Tuesday, March 23, 2010

I Discover who is keeping the Music Industry Afloat

I recently uncovered a very little known fact. I know who is keeping the music industry afloat. Me. I am financing it on my Visa credit card. This began when my 13 year old daughter received an i-Phone for Xmas (I’m not sure how I lost that battle). She had previously been aware of the world of i-Tunes but for some reason, it was not attractive to her. She was content to own conventional CD’s and listen to the strange amalgam of hiphop, bad rock and country that makes up Top 40. However, once she had the i-Phone, she decided she had to own the songs. Delighted by her new interest in music, we encouraged friends and relatives to send her i-Tunes gift cards for holidays, etc. When my daughter told me that Apple required a credit card to open an i-Tunes account, I naively obliged. Everything went fine while she tore through her gift cards, downloading everything from Ke$ha (hey, they went to the same school) to Lady Gaga. What I didn’t realize (and in fairness, I don’t think she realized either) was that once the gift cards ran out, she just kept going, savoring the cornucopia that is i-Tunes. I did not see the damage until I received my credit card bill a month later.

I am trying to imagine the damage I could have done if my mother had let me loose in a record store with $170 at age 13. The interesting point here is that this is a true demonstration of the fact that the singles mentality is now fully entrenched. While my daughter is passionate about the songs she wants to have on her i-Phone, she could care less about owning the entire album (except in the case of Taylor Swift), or even owning the physical product. Similarly, when the news of Alex Chilton’s death broke (R.I.P. Alex), several people told me they went to i-Tunes to download his music. I am seeing first hand the major sea change people in the industry have been talking about. The nerdy record collector in me hates it, but it certainly seems to show that the industry still has some signs of life.

1 comment:

Dwayne said...

Very interesting. I had always understood that the music industry had some pretty one sided deals in reference to how artist get paid. It really pays to understand how the animal works. What does this mean for the artist? How can they better navigate the business side. I believe many would be willing to do more if necessary. Mr Minter explains that they already have to do quite alot after a deal has been made. Its too bad the artist doesn't have some sort of hourly contract limit or increase in profit sharing. It sounds like the industry generally gets the artist to do unlimited hours of work for contract price with no overtime paid. How they get away with that?

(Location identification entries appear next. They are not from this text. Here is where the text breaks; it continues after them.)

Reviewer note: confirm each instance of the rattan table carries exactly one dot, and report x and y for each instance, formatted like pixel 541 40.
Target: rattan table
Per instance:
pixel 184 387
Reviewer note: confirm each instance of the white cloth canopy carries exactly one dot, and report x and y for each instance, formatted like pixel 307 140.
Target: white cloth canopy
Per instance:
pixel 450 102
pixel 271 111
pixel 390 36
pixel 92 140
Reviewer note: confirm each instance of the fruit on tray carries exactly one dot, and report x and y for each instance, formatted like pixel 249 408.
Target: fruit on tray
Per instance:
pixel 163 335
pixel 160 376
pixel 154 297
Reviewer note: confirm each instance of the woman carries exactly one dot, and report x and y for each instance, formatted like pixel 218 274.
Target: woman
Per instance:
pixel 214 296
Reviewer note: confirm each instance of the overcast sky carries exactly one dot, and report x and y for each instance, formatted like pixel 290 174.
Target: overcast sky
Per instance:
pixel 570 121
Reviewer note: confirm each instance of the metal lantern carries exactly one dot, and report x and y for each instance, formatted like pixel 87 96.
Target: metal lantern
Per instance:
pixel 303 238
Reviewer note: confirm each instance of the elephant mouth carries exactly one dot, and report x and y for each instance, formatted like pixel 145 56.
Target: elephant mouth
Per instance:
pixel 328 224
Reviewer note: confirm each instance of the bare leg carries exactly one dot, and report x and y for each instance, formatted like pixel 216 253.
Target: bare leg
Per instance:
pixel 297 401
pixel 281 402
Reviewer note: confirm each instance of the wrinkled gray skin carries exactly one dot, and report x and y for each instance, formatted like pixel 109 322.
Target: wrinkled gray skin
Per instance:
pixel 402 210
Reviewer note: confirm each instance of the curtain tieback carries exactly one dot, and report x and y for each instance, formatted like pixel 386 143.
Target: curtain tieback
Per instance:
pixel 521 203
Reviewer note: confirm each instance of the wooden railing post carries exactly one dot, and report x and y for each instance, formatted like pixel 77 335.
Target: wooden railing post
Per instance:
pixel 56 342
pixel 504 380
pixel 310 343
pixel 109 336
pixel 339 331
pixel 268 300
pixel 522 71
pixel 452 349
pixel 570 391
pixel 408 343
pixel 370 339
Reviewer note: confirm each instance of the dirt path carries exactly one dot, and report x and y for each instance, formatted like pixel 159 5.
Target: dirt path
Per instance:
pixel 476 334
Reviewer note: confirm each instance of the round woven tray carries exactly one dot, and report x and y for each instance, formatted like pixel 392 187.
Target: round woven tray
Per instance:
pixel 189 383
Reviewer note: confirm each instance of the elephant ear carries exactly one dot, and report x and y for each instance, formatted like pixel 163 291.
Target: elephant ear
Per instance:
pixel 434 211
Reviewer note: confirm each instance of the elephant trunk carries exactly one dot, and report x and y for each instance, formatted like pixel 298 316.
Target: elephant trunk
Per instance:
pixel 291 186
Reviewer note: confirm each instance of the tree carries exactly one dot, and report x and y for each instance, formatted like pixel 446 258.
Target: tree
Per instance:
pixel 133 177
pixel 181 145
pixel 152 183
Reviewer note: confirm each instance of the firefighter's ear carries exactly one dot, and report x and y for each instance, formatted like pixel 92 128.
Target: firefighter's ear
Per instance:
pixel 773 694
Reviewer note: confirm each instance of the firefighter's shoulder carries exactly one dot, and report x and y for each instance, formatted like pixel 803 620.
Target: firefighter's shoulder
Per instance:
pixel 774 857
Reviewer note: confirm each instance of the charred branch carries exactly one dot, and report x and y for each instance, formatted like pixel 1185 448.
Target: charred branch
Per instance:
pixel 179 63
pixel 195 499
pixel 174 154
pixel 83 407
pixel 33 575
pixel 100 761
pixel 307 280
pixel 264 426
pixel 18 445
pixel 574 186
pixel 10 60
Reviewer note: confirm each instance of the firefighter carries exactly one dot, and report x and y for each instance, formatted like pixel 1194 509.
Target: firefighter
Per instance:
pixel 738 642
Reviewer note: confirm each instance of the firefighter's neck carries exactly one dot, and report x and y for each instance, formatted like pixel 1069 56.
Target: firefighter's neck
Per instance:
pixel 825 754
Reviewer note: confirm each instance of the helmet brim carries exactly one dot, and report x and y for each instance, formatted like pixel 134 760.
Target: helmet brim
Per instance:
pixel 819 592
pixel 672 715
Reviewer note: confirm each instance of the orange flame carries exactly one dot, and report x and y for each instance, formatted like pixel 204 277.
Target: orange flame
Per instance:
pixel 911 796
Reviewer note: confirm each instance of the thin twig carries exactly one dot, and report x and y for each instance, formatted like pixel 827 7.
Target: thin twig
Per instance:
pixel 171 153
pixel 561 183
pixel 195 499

This is a general industry theme, artist will screw other artist. I performed in a band called Blue October in 2002 - 2003, recorded and toured with them. They were a Universal Music Group signed artist. Then after less than a year they decided we weren't working out. So one of the managers gets his girlfriend to play in place of me. OK fine I wouldn't want to force them to use me but here is the problem. I was getting paid as a band member for at 5 or 6 months of our engagement. Band members got paid a stipend of like $1000 a month. I was out on the road working just like every other member getting paid the same. The music was on a major movie soundtrack - American Pie, American Wedding . They sold some album for History For Sale. Where was my cut? I worked as a band member, was paid as a band member. The music industry seems to get away with more than the should be able to.

So in essence the music industry ,Universal Music Group and the band can make mistakes. Most businesses are held to the fire by some state entity. If they perform bad business practices such as this they can be punished or made to pay by the state. Is this the case for the Music Industry?